Numerose le testimonianze della comunità ebraica del tempo che si insedia fin dagli antichi Romani sotto l’Impero di Giulio Cesare. Questa terribile Shoà, fece 441 vittime tra gli ebrei che scelsero di rimanere in Sicilia: al Tribunale della Santa Inquisizione di Palazzo Steri furono processati e giudicati perché fingevano di essersi riconvertiti mentre invece praticavano la religione ebraica. Quelli che restarono dovettero versare il 45% dei propri beni alla Corona di Spagna e coloro che partirono, portarono via solo una veste e pochissime cose. I reperti che documentano questa storia sono stati ritrovati a Siracusa, a Marsala, al Castello Ursino di Catania, alla Chiesa della Maggiona e si suppone, che a Palazzo Marchesi, le vasche medievali ritrovate, siano quelle che gli ebrei usano per la purificazione delle donne e per la conversione all’ebraismo.
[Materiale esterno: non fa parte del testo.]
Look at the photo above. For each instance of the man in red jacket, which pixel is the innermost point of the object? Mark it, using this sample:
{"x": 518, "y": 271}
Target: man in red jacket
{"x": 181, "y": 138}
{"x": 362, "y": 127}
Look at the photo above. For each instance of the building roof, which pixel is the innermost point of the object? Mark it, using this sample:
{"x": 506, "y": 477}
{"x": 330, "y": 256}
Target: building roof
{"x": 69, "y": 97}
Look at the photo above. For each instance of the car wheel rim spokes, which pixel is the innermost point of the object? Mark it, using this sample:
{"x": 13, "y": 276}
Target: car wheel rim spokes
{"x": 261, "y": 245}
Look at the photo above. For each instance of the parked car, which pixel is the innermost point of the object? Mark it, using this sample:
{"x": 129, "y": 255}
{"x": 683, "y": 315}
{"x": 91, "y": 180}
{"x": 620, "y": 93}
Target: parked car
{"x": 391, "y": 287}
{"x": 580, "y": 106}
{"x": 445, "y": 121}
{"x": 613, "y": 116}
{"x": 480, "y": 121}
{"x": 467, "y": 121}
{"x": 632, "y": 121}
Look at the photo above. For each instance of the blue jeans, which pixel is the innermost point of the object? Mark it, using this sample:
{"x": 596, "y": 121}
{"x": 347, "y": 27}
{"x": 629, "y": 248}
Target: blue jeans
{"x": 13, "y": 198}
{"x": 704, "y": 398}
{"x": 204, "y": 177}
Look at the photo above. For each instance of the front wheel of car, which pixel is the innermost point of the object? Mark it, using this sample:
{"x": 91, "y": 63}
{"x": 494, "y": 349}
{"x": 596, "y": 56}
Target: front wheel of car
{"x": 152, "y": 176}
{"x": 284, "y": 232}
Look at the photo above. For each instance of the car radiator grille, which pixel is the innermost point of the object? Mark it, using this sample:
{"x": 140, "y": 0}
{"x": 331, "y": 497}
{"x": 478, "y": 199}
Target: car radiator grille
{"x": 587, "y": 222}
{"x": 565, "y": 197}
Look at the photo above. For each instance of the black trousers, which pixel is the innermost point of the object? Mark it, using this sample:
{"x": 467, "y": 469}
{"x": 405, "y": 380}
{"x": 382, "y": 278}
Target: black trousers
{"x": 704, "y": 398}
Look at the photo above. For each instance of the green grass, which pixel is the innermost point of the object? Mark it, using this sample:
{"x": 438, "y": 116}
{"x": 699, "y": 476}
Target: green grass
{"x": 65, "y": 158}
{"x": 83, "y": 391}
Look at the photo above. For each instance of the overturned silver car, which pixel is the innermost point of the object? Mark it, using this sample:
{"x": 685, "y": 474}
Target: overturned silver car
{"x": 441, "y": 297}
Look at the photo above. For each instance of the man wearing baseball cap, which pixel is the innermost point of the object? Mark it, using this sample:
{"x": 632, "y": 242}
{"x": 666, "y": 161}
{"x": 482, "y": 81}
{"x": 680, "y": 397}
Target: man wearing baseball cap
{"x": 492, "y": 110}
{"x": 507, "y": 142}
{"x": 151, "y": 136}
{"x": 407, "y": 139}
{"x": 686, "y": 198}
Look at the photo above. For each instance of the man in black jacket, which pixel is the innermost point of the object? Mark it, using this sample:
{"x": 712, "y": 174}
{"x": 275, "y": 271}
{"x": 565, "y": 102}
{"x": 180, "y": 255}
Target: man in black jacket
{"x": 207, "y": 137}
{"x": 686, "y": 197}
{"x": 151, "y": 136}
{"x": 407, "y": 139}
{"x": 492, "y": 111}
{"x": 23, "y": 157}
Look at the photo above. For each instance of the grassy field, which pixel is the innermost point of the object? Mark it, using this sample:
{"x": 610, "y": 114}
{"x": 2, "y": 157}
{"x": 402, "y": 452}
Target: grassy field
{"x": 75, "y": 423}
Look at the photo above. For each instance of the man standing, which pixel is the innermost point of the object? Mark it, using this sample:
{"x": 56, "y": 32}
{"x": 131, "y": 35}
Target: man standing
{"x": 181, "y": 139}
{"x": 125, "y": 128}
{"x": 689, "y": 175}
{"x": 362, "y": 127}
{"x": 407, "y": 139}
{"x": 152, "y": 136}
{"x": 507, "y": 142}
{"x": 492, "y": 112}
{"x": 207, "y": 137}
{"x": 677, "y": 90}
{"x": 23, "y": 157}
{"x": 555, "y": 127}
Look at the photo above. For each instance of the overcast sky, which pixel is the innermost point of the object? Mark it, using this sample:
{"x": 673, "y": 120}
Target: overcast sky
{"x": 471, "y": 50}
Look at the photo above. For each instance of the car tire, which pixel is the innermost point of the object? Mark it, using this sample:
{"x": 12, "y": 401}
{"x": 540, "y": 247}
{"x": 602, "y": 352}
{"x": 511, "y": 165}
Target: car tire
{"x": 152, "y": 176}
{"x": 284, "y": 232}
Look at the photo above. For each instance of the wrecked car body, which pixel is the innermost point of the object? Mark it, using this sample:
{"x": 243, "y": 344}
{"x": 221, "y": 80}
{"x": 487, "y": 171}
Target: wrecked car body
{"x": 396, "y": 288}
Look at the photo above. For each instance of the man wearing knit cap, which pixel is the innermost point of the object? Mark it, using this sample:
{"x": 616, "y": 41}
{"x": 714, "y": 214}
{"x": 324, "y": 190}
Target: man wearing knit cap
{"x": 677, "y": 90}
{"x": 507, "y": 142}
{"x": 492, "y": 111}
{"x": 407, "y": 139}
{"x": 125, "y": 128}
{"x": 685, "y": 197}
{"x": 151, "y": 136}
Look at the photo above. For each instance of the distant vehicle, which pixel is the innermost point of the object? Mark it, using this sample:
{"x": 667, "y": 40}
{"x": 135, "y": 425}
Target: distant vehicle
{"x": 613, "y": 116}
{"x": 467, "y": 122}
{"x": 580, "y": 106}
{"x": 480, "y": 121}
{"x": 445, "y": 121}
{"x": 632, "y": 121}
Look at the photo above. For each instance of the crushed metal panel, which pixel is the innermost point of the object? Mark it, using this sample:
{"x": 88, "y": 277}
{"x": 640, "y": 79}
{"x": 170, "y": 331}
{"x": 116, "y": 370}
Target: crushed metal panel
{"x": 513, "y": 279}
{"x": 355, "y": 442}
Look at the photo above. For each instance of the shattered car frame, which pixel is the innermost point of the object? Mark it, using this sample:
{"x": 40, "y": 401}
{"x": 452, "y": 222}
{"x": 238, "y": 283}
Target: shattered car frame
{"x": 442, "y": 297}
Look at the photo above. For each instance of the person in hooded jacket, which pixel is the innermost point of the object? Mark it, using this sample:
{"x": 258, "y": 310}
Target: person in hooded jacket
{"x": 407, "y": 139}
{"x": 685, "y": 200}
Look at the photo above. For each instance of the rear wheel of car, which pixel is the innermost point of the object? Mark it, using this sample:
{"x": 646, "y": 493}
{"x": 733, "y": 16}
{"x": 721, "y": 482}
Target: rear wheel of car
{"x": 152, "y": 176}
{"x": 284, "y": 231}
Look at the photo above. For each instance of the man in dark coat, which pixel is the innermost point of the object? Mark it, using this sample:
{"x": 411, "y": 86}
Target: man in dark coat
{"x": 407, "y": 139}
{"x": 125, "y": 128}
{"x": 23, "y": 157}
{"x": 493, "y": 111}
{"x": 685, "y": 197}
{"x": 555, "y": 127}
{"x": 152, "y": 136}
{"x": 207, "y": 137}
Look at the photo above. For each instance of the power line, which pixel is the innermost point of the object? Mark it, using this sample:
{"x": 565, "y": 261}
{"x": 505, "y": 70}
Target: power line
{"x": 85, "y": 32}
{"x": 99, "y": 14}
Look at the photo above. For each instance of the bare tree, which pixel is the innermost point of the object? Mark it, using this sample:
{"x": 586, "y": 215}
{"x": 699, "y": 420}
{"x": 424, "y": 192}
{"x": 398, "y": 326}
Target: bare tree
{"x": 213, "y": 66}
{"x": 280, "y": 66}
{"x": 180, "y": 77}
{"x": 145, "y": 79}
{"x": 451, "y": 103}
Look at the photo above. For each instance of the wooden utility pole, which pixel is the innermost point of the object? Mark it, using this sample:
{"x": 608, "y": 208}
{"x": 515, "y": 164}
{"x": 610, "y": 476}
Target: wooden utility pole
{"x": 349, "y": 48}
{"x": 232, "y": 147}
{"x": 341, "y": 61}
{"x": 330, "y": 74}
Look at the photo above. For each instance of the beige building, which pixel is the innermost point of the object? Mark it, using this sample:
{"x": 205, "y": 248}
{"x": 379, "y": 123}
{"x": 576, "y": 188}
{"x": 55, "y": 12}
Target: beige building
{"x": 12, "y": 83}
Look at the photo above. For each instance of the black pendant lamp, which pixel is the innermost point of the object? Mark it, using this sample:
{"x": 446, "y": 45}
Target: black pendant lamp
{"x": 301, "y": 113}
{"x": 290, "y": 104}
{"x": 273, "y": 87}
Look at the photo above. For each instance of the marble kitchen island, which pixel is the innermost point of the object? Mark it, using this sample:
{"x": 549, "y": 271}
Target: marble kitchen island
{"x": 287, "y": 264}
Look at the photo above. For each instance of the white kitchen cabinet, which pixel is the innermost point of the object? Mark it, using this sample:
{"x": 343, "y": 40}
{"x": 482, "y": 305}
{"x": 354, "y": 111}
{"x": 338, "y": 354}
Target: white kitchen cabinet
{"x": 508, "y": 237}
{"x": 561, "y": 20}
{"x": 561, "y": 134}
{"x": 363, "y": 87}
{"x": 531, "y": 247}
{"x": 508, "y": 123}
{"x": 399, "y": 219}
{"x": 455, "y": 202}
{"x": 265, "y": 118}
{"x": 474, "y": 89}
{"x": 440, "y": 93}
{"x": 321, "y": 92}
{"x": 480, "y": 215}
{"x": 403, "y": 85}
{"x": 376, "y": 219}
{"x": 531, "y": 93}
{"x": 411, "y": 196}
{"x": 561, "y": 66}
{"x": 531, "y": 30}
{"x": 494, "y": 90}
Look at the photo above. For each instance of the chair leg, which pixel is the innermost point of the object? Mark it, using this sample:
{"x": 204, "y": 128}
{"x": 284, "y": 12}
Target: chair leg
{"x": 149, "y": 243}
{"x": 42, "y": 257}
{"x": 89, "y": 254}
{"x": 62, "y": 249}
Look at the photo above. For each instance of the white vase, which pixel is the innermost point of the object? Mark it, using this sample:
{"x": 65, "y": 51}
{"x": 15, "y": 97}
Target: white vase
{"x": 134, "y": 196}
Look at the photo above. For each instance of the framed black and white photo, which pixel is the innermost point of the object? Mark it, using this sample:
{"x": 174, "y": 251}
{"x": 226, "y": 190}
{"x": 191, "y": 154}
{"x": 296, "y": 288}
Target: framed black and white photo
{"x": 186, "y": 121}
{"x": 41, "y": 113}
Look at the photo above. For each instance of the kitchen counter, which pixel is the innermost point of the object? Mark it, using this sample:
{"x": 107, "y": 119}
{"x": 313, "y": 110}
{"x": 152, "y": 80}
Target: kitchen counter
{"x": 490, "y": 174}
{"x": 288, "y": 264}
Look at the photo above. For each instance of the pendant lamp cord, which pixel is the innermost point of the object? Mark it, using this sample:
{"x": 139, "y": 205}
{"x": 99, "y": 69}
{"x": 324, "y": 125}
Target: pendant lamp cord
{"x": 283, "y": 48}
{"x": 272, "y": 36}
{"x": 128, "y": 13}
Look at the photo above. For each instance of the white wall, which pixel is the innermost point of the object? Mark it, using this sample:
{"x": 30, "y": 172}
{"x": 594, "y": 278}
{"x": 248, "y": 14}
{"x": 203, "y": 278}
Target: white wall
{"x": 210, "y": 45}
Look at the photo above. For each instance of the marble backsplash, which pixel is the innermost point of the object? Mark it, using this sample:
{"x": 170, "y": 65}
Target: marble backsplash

La d.ssa Ancona ha poi spiegato i 7 principi di Noè, i diritti e i doveri che regolano la vita degli ebrei, facendo un passaggio sulla preghiera, sulla funzione del Rabbino che è un maestro poiche l’ebreo ha un contatto diretto con Dio, di come si svolge il sabato ebraico che inizia il venerdì al tramonto con l’accensione di due ceri per mano della madre. Gli ebrei in Sicilia, nel ‘400, lavoravano il ferro, l’argento, i coralli, la seta. I mercanti di stoffe ebrei erano famosi nel regno e nel resto dell’Europa. La d.ssa Ancona conclude il suo intervento ricordando i suoi nonni, morti nei campi di concentramento. Prima della proiezione del documentario sulla Shoà, chiude gli interventi Nuccio Pepe, medico scrittore, che parla del suo libro Il dubbio” edito da Torri del Vento, dove racconta la storia dell’amicizia con il suo amico fraterno Natham.
I nonni di Natham morirono nei campi di concentramento, nei forni crematori e subirono torture gravissime prima di finire nelle camere a gas: al nonno venivano piantate nel suo corpo le radici di piante per testare se crescessero, la nonna, donna bellissima, per evitare le violenze carnali dei nazisti, si sfregiò il volto con il vetriolo. In questo libro, si racconta di un ritrovamento avvenuto negli anni 2000 a Vienna: al numero 21 di Herk Grasse furono ritrovati 800 documenti, un Menorà, il candelabro ebraico, le Torot (le bibbie): documenti conservati da una famiglia ebraica che sperava di farvi ritorno con la fine della guerra. “Quei drammi – dice Pepe – ricadono ancora sulle generazioni a venire degli ebrei trucidati con l’Olocausto, come se essere sopravvissuti fosse una colpa. Ricordo, quando sono stato negli anni ’70 nel campo di concentramento, avevo i conati di vomito alla vista di quelle montagne di capelli, di scarpe: chiesi in giro e nessuno “ricordava” che ai tempi ci fosse stato un tale sterminio. Io sono un chirurgo e conosco l’odore terribile della carne umana bruciata: mi chiedo come sia possibile negare questa atrocità”.